わざとらしく頭を掻く尾浜に、言葉も出なくて立ち尽くす。そんな私の様子に、尾浜は慌てて顔を覗き込んできた。

「そ、そんなにびっくりした?骨折れたくらいだから結構平気なんだけど」
「…平気ではないでしょ」
「まあ…平気ではないけど、命に別状はないし」

そう聞くと骨が折れた程度で済んでよかったのかもしれない、と思ったが、骨が折れるくらいなのだから下手したら命を落としていたかもしれない。私は途端に渦巻いた胸中の砂嵐に、僅かに呼吸がしづらくなった。

「というか、そんな大怪我なら寝てなさいよ」
「そうなんだけど、苗字に顔だけ見せようかと」
「え?」
「しばらく顔見せてなかったから、心配してるかもな〜って。まあ実際こんな有様なんだけど」

はは、と乾いた笑いを零して、尾浜は肩を竦める。こうやって話していると、本当に命が助かってよかったと、そんな実感が湧き始めて喉の奥がじわりと熱くなった。

「心配は…したわよ」
「え、そうなんだ」

自分から振っておいたくせに冗談のつもりだったのか、尾浜がぱちりと目を瞬かせる。尾浜は毎回帰ってきたら何故か真っすぐ私の所に来るので、聞いていた期間より随分長く帰ってこないとなれば心配にもなる。針仕事中に手を滑らすくらいには、心配していた。絶対に言わないけれど。
しかし、私の表情から全てを悟ったのか、尾浜は嬉しそうに口元を緩めた。本当に人のことをよく見てる男だ。

「心配してくれたんだ」
「……同僚を心配するのは悪い事なの」
「ぜーんぜん!むしろ嬉しい」

にこーっと笑みを深める尾浜から顔を逸らしても、機嫌のよさがいっぱいに伝わってくるのでどうしようもない。

「同僚、同僚かあ。おれたち」
「今更なに。そうでしょう」
「いや〜、心配してくれる同僚っていいなあって」

色々な意味が含まれているであろうそれに気恥ずかしいような、腹が立つような心地で、思わず折れていない方の肩を殴る。「痛い!」と上がる悲鳴を無視して、私は奥へと歩みを進めた。

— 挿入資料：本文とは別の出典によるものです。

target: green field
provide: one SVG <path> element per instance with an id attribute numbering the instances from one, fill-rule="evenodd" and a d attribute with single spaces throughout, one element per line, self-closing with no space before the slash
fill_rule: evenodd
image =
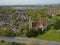
<path id="1" fill-rule="evenodd" d="M 50 29 L 49 31 L 46 31 L 47 33 L 43 35 L 38 35 L 36 38 L 42 39 L 42 40 L 49 40 L 49 41 L 57 41 L 60 42 L 60 34 L 54 29 Z"/>

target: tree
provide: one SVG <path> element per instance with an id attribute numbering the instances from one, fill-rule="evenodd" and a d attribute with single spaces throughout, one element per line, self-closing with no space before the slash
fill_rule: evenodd
<path id="1" fill-rule="evenodd" d="M 26 45 L 38 45 L 38 44 L 36 43 L 35 39 L 31 39 L 30 41 L 28 41 Z"/>
<path id="2" fill-rule="evenodd" d="M 55 24 L 54 24 L 55 29 L 60 29 L 60 19 L 57 19 Z"/>

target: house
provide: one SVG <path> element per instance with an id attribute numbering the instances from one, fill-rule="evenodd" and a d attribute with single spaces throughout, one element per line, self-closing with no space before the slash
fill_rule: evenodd
<path id="1" fill-rule="evenodd" d="M 29 30 L 31 28 L 38 29 L 40 28 L 42 31 L 44 31 L 47 27 L 47 22 L 44 21 L 32 21 L 31 17 L 29 18 Z"/>
<path id="2" fill-rule="evenodd" d="M 3 30 L 10 29 L 12 31 L 17 31 L 17 32 L 19 31 L 17 26 L 11 26 L 9 24 L 0 25 L 0 29 L 3 29 Z"/>

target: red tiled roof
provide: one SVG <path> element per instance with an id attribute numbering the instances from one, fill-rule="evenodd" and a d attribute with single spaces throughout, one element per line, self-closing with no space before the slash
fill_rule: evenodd
<path id="1" fill-rule="evenodd" d="M 39 27 L 40 25 L 44 25 L 43 22 L 33 22 L 32 27 Z"/>

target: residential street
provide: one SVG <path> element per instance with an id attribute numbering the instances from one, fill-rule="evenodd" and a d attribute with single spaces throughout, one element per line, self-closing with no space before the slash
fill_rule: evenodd
<path id="1" fill-rule="evenodd" d="M 0 40 L 9 41 L 9 42 L 27 43 L 31 39 L 33 39 L 33 38 L 2 37 L 2 36 L 0 36 Z M 36 43 L 38 43 L 38 44 L 40 44 L 42 41 L 47 42 L 48 45 L 60 45 L 59 42 L 44 41 L 44 40 L 36 39 Z"/>

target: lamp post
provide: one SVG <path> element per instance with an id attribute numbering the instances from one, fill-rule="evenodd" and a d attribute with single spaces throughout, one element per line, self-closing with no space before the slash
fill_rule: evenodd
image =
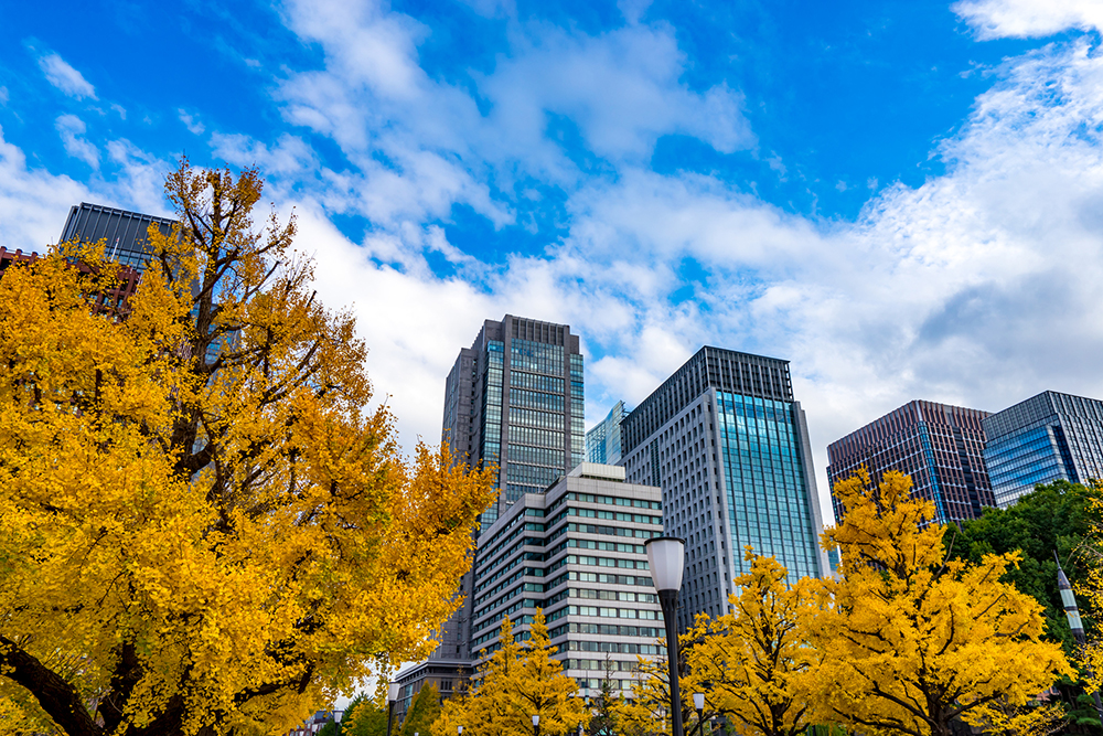
<path id="1" fill-rule="evenodd" d="M 682 693 L 678 691 L 678 590 L 686 567 L 686 543 L 676 536 L 656 536 L 644 543 L 651 579 L 658 591 L 666 623 L 666 659 L 671 671 L 671 736 L 685 736 L 682 728 Z"/>
<path id="2" fill-rule="evenodd" d="M 398 691 L 401 689 L 397 682 L 387 685 L 387 736 L 390 736 L 390 724 L 395 719 L 395 701 L 398 700 Z"/>
<path id="3" fill-rule="evenodd" d="M 1053 557 L 1057 558 L 1057 588 L 1061 591 L 1064 616 L 1069 619 L 1069 628 L 1072 629 L 1072 636 L 1075 637 L 1077 643 L 1083 647 L 1088 643 L 1088 638 L 1084 636 L 1084 623 L 1080 620 L 1077 597 L 1072 594 L 1072 585 L 1069 583 L 1068 576 L 1061 569 L 1061 557 L 1057 554 L 1057 550 L 1053 551 Z M 1088 676 L 1091 674 L 1092 672 L 1089 670 Z M 1096 690 L 1092 693 L 1092 698 L 1095 701 L 1095 713 L 1100 717 L 1100 723 L 1103 724 L 1103 703 L 1100 702 L 1100 691 Z"/>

尾浜は、学生時代にも大きな怪我をしたことがあるんだろうか。だとしたら、昔はそんなこと知らないで過ごしていたことも、今は怪我一つでこんなにも心が乱されることも、可笑しなものである。
人生って分からないもんだよね!と片想いを成就させて結婚までこぎつけた同室の言葉を、不意に思い出した。